Transfer Float64 matrix to double **arg in C

I’ve been trying to transfer a Julia matrix of Float64 to a C function that has a “double **arg” but it does not work as intended so help would be appreciated.

C function I want to call (simplified body just to get idea across):

double emd2(int n_x, double *weight_x, int n_y, double *weight_y, double **cost) {
    double sum = 0.0;
    int i, j;

    for(i = 0; i < n_x; i++) {
        sum = sum + weight_x[i];
    }
    for(i = 0; i < n_y; i++) {
        sum = sum + weight_y[i];
    }
    for(j = 0; j < n_y; j++) {
        for(i = 0; i < n_x; i++) {
            sum = sum + cost[j][i];
        }
    }
    return sum;
}

then I compile this into a lib called libemd and define a low-level function to call it like so:

libemd_emd2(n_x, weight_x, n_y, weight_y, cost) =
    ccall((:emd2,libemd), Cdouble,
          (Cint, Ptr{Cdouble}, Cint, Ptr{Cdouble}, Ptr{Ptr{Cdouble}}),
          n_x, pointer(weight_x), n_y, pointer(weight_y), pointer(cost))
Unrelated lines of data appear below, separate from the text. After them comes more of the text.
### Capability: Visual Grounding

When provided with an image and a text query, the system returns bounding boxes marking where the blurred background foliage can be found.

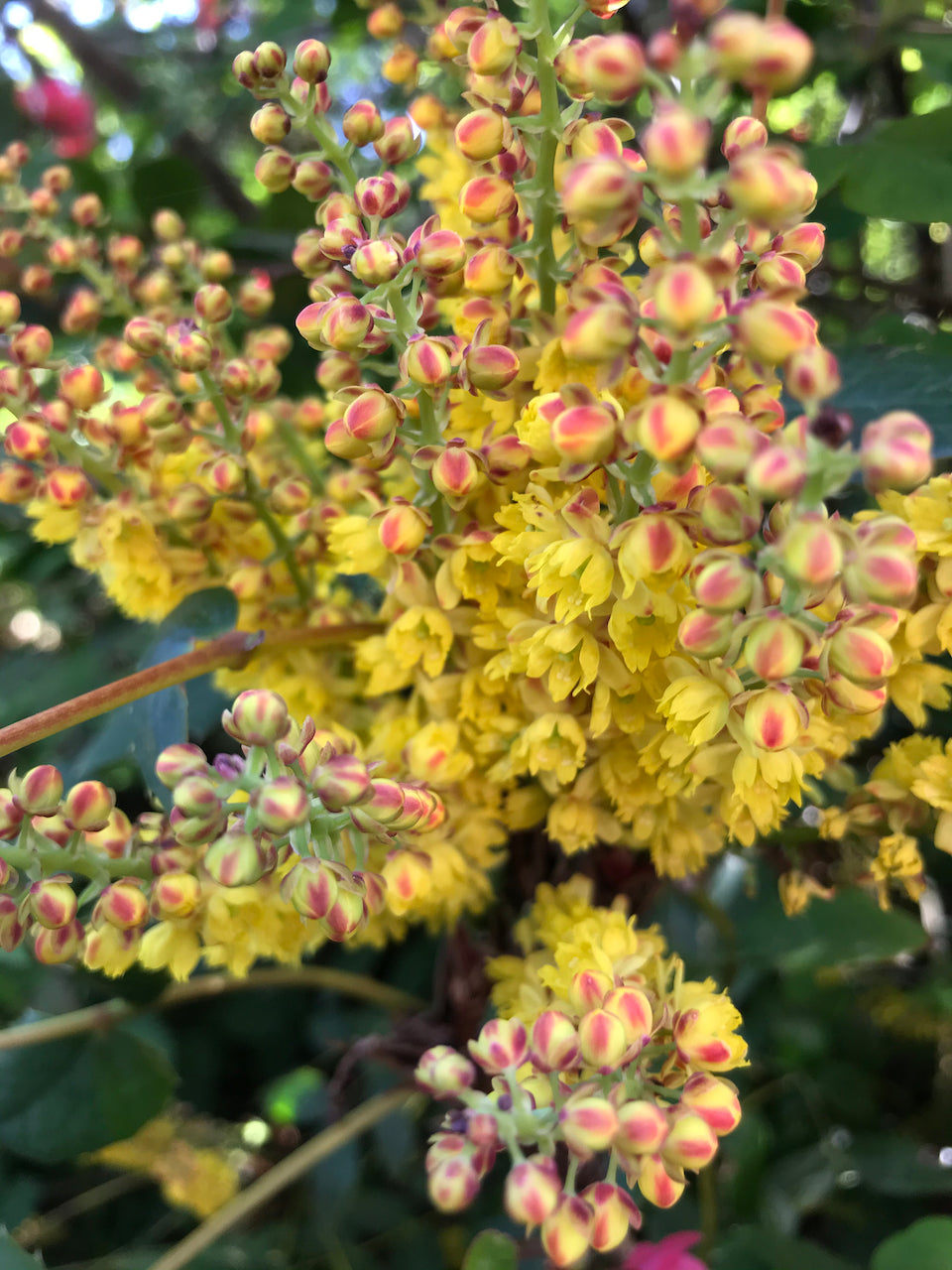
[0,0,952,1270]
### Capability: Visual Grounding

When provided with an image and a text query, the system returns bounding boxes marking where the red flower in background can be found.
[14,77,96,159]
[622,1230,707,1270]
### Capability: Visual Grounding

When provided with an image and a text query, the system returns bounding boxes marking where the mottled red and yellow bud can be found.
[466,13,522,75]
[155,727,210,789]
[4,417,50,463]
[860,410,932,490]
[503,1156,562,1226]
[615,1098,670,1156]
[257,776,311,834]
[33,918,85,965]
[470,1019,530,1076]
[456,107,513,163]
[639,1156,685,1207]
[377,503,430,557]
[10,763,63,816]
[679,1072,740,1137]
[463,344,520,394]
[746,687,808,751]
[778,514,843,589]
[10,325,54,367]
[551,403,618,463]
[678,608,734,658]
[568,970,615,1015]
[735,299,815,366]
[426,1157,480,1212]
[531,1010,580,1072]
[581,1183,641,1252]
[579,33,645,105]
[0,291,20,331]
[641,105,711,181]
[721,114,767,163]
[400,335,454,391]
[828,625,894,689]
[542,1195,595,1270]
[62,781,115,829]
[637,393,701,463]
[373,114,421,168]
[558,1089,618,1160]
[459,173,518,225]
[281,856,339,921]
[342,98,384,146]
[653,260,717,335]
[0,895,27,952]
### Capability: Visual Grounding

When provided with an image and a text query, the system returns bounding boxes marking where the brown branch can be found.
[0,622,381,758]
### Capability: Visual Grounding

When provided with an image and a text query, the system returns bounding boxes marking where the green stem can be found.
[150,1089,412,1270]
[0,965,425,1052]
[530,0,562,314]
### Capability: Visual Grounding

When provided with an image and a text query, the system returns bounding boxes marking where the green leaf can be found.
[0,1026,176,1163]
[870,1216,952,1270]
[463,1230,520,1270]
[0,1229,44,1270]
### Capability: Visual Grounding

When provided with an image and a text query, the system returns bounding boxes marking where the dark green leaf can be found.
[870,1216,952,1270]
[463,1230,520,1270]
[0,1026,176,1163]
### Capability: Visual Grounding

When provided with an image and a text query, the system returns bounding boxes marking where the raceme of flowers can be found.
[0,0,952,1249]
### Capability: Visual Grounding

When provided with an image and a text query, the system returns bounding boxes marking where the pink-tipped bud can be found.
[581,1183,641,1252]
[680,1072,740,1137]
[744,689,808,750]
[459,173,517,225]
[257,776,311,834]
[860,410,932,490]
[29,874,77,931]
[470,1019,528,1075]
[10,763,63,816]
[456,107,513,163]
[414,1045,476,1098]
[692,554,756,613]
[542,1195,595,1267]
[281,856,339,921]
[828,626,894,689]
[531,1010,580,1072]
[615,1098,670,1156]
[558,1092,618,1160]
[62,781,115,829]
[661,1112,717,1169]
[503,1156,562,1226]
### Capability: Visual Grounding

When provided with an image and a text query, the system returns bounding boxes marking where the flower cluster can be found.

but when I then try to use it:

w1 = [0.4, 0.2, 0.2, 0.1, 0.1]
w2 = [0.6, 0.2, 0.2]
cost = ones(Float64, 5, 3)
cost_ref = [Ref(cost,i) for i=1:size(cost,1):length(cost)]
libemd_emd2(length(w1), w1, length(w2), w2, cost_ref)

The result is some large number rather than the sums of the values of the matrix and the two arrays. Seems it is reading some random place in memory so I guess I set up the pointers the wrong way or something. I based my solution on this stackoverflow entry: Calling a C function from Julia and passing a 2D array as a pointer of pointers as argument - Stack Overflow

What am I missing here? Thanks for any advice.

This doesn’t really answer your question, but if the C code is something you can edit I would rewrite it to use double *cost as an n_x by n_y column-major array. Just change double **cost to double *cost and change cost[j][i] to cost[j*n_x + i]. Not only will this be faster and easier to call from Julia, but it will probably also be faster in C as well because it avoids the double pointer indirection.

Thanks for the quick reply Steven. I do have access to the C file and it is under an open-source license so I guess I can write a small script to automatically do this conversion, yes. It would simplify and speed up since I will also not need to transpose the matrix (which might be a big one). Only downside is if the original author evolves the code and my script might not be “matched up”… But I’ll see if this is a viable way forward. Thanks!

Note that if you can change the C code, you should change it to a multi-dimensional C array and you don’t need to compute the index yourself.

See either solution at Redirecting to Google Groups or Calling a c-function that returns a 2-dimensional array - #8 by yuyichao

Be careful about column/row ordering…

Somehow this question comes up much more often than I though…

Thanks to both of you. I went with Steven’s proposal since I find it easier to get the column/row ordering right this way. It works now, thanks. If this is a common question maybe some comments about multi-dimensional arrays should be added to the Julia docs for interfacing with C?